1) We propose a CDCR strategy, which achieves accurate spatially-variant motion blur kernels estimation from only one single motion blurred image without the optical flow by constraining the convergence of the sampling points of spatially-variant motion blur kernels with the PMPB-based reblurring loss function.

2) A small convolutional neural network (CNN) with one SoftMax layer, several PReLU layers and several convolutional layers is constructed for predicting the inverse kernel of each estimated motion blur kernel. The predicted inverse kernels are directly applied to blurred features of the inputted single motion blurred image to generate deblurred features, which can enhance the restoration ability of the decoder and achieve better deblurring performance for SIDSBD.

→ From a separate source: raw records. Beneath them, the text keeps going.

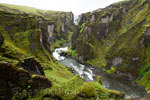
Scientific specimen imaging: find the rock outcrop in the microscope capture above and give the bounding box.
[0,4,74,100]
[72,0,150,92]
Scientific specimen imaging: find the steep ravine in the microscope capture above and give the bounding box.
[53,47,148,99]
[71,0,150,93]
[0,0,150,100]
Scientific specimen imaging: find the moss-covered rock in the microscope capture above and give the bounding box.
[72,0,150,92]
[0,63,52,100]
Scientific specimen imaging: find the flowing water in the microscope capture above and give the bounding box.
[53,47,146,98]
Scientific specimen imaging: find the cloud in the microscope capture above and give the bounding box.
[0,0,121,15]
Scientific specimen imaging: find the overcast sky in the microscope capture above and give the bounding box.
[0,0,122,15]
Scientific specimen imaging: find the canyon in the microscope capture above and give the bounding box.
[0,0,150,100]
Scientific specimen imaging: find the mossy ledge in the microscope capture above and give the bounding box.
[72,0,150,92]
[0,4,124,100]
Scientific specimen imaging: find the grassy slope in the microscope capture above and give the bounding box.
[0,4,122,100]
[73,0,150,90]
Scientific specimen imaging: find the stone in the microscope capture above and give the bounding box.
[112,57,123,66]
[47,24,55,38]
[61,23,66,32]
[90,14,95,22]
[0,63,52,100]
[18,58,44,75]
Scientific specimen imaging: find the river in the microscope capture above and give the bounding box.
[53,47,146,98]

3) We construct a novel multi-scale multi-level multi-input multi-output (MSML-MIMO) encoder-decoder architecture via combining the multi-input multi-output strategy into our early research work (i.e. the multi-scale channel attention network: MSCAN[27]), which can further enhance features extraction ability of the network and consequently facilitate accurate estimation of spatially-variant motion blur kernels and higher quality image restoration.

II RELATED WORK

Numerous optimization-based and deep-learning-based deblurring methods have been proposed in the literatures. Due to the space limitation, here we focus on works related to our method.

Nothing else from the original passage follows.